Chasing Durham Books around the Country

Chasing Durham Books around the Country

It’s lovely to be back in Durham just as the new academic year starts and it’s a good moment to pause and think about what I’ve been doing so far. I’ve spent the summer wandering around the country looking for books that used to belong to priests connected to the cathedral or to the cathedral library and that then ended up elsewhere.

 

Archbishop Matthew Parker, appropriately seen here with a book. He put together a major library for the English Reformation at Corpus Christi College, Cambridge

Some of these ended up where I would expect them to be- the major collections of medieval manuscripts and books, such as the British Library’s Harley and Cotton collections, or Corpus Christi College, Cambridge’s Parker Collection. These were collections put together by people looking for old books, and for the history of the English Church.
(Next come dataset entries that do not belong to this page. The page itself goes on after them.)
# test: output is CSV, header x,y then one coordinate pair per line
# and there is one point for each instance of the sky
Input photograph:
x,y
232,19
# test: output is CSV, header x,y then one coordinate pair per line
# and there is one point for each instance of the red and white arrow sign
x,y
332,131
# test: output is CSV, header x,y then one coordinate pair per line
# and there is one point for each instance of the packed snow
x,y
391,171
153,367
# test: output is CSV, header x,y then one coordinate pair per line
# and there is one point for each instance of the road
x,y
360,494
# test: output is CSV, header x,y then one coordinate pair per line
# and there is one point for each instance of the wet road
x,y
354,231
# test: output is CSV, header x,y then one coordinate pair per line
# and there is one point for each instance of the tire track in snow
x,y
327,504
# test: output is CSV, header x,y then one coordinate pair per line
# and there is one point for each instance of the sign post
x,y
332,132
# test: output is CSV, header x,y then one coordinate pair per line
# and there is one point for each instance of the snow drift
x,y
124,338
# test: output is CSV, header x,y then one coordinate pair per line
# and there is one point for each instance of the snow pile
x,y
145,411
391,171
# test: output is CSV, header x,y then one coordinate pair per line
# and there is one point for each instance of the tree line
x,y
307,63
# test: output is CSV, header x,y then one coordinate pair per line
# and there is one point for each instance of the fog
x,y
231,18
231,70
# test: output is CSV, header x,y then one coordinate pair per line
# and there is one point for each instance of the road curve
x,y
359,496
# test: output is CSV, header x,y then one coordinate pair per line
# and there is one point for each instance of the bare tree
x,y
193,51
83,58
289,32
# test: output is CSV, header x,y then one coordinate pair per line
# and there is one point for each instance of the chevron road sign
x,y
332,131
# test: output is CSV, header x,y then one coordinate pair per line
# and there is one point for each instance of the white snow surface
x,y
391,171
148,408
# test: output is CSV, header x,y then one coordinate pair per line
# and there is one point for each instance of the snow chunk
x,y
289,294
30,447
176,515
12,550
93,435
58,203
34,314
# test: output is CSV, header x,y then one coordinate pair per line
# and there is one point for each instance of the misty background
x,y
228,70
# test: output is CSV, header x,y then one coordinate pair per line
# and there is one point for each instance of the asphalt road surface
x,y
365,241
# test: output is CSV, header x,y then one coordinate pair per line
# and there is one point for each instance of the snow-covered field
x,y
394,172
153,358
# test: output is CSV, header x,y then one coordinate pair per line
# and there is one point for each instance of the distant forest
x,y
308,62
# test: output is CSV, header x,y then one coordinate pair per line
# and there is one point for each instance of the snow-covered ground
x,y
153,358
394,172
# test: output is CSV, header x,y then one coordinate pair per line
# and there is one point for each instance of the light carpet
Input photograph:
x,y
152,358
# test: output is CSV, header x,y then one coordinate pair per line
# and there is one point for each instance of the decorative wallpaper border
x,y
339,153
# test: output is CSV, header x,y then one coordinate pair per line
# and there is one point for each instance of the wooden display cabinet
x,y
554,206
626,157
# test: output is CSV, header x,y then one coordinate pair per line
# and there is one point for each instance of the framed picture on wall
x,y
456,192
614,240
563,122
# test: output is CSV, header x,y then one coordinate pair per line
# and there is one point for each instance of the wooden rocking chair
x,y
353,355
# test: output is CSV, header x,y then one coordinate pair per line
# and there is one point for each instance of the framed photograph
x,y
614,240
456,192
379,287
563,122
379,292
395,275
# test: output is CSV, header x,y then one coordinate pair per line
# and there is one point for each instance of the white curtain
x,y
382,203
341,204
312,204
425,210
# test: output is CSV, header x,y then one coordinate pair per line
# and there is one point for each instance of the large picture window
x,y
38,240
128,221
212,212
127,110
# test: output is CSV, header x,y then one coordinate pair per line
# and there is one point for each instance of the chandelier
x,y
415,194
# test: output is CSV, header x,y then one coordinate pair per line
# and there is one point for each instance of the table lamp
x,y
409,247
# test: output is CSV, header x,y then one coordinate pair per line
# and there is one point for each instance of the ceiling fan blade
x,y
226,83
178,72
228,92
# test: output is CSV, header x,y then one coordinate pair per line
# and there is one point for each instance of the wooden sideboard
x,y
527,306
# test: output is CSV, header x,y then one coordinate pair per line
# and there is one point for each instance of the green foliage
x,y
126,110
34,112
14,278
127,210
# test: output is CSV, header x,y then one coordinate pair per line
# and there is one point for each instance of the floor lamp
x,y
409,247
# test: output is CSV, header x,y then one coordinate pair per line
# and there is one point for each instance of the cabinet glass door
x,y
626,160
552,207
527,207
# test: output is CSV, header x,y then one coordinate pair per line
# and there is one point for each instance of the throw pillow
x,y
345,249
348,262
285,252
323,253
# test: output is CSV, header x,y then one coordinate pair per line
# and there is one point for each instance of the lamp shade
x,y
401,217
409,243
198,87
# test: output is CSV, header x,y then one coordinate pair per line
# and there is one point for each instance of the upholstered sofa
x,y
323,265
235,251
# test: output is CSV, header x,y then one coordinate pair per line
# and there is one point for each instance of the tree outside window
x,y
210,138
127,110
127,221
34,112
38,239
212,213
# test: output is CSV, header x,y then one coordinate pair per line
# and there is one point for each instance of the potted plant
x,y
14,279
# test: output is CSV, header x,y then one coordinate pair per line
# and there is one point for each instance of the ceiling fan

Durham had really good English history- the writings of Bede and the other Northern saints and a strong historical tradition, so of course these collectors snapped up books that came from Durham originally, including most famously the Lindisfarne Gospels.

 

Other locations of former Durham books are a bit more surprising- why are there a whole chunk of books in the Bristol Central Library or another whole chunk in York Minster Library? Well, here’s where I think it gets interesting. In 1583, a rising star of the Elizabethan Church, Tobie Matthew, became dean of Durham Cathedral. He was already a book collector, adding quite a lot to the library at Christ Church, Oxford, and was already building up his own collection of over 3000 books. Matthew stayed in Durham as dean and then as bishop until 1606, when he moved south to York as the archbishop. On his move from Durham to York, he took with him quite a few books that had originally belonged to Durham Cathedral Library, including a lovely printed copy of the Roman writer Quintilian, books of canon law, and a Psalter.

 

Matthew also seems to have explored the bishop’s home of Auckland Castle thoroughly. At York there are four books that were signed both by Bishop Tunstall and by Bishop Matthew. I wonder if some of Tunstall’s books had been left behind in the castle when he went south for the last time in the summer of 1558. He spent the last months of his life under house arrest in London, and his books seem to have been dispersed pretty rapidly. Some went into the Durham Cathedral collections, others have ended up all over the world (including a copy of More’s Utopia that I really want to see in the US), and Matthew ended up with at least these ones.

 

College Green in Bristol, right by the library, city hall and the cathedral

Those are just some of the books that are associated with Matthew in York Minster’s collections today. When he died in 1628, his widow Frances gave his books to the Minster Library. However, Matthew wasn’t originally from the north of England; he was born and raised in Bristol. He was concerned that Bristol should have the books it needed to teach its children, and so he sent a large selection of his books there. The library he helped to found in Bristol eventually became the Bristol City Library, right by the cathedral. I spent a couple of very happy days looking through the books that he gave to Bristol that he had acquired in Durham.

 

There are a huge number of Durham Priory books that have been dispersed over the years and I’m still trying to figure out why they were taken and how they ended up in their modern locations. By looking at the books that left, I’ll be able to better understand the books that are still safely on the shelves of the library here.